AUTHOR: A. G. Alvarez, M. Lopez
PLACE: Firenze, Italy
YEAR: 2017
STATUS: Unbuilt
INSTAGRAM [1]: @alghezzi
INSTAGRAM [2]: @mig_lopez


In the research process of the ruins of the abandoned town of Castiglioncello di Firenzuola, one pale but distinct truth appeared to our minds. While observing the remnants of the Classical Age, it’s possible to perceive a sense of collective power and grandeur that makes the architecture talk for itself, the ruins of a more modest, rural medieval town express an unbreakable bond between modest life and architectural forms.

The many researches made in the postwar Italy about medieval urban planning, and in particular the ones by Luigi Piccinato and Edoardo Detti, helped to shape even more this theme on a theoretical level. To create spaces that reflect such a spirit, it means to ask ourselves about what kind of new life this place wants to sustain.

The idea was to build ateliers and workspaces for local artists, in order to let them enjoy a calm and peaceful environment to concentrate all of their energies in the creative processes. Despite its striking modern concrete façade, the projects follows two immediate perception of the ruins, The construction of the volumes was made using the original measures of the collapsed buildings. And thus, respecting them on a spiritual (and not superficial) level.

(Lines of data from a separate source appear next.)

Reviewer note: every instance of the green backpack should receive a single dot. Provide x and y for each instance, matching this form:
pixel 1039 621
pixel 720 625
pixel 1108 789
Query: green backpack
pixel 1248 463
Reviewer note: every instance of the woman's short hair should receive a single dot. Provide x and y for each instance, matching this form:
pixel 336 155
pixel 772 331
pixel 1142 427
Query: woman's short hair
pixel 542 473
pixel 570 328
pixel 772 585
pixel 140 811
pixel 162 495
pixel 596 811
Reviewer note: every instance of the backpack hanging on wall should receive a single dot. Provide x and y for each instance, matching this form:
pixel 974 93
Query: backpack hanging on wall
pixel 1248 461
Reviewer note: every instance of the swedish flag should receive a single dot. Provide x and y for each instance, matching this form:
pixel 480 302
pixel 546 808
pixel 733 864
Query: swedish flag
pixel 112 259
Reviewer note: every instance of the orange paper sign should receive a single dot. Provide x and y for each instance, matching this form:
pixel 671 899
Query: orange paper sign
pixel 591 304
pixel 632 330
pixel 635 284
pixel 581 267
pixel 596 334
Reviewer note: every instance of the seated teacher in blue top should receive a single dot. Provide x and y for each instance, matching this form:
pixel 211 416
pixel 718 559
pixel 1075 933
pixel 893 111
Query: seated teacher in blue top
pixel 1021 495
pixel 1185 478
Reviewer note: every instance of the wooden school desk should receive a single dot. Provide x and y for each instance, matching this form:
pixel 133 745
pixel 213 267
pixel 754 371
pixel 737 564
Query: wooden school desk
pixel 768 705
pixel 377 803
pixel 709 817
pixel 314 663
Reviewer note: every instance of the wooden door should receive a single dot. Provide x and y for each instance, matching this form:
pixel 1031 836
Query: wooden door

In the design process, we tried to abstract the perceptive elements of the borgo, such as cuts, tangential views, and complex pathways that often change their ground level. In addition, we use three different approaches by building on ruins: by small detachement, completion or construction between the single ruined walls themselves.

The project sees two study houses divided by a bar with an exposition room. The exposition room evokes the vertical element of the belltower.


Alberto Ghezzi Alvarez  and Miguel Lopez are two architecture students at the University of Florence, Italy. They are currently attending thier 5th year of studies. They are currently interested in the general public perception of new interventions in old city tissue, and how digital aesthetics can relate to traditional architecture.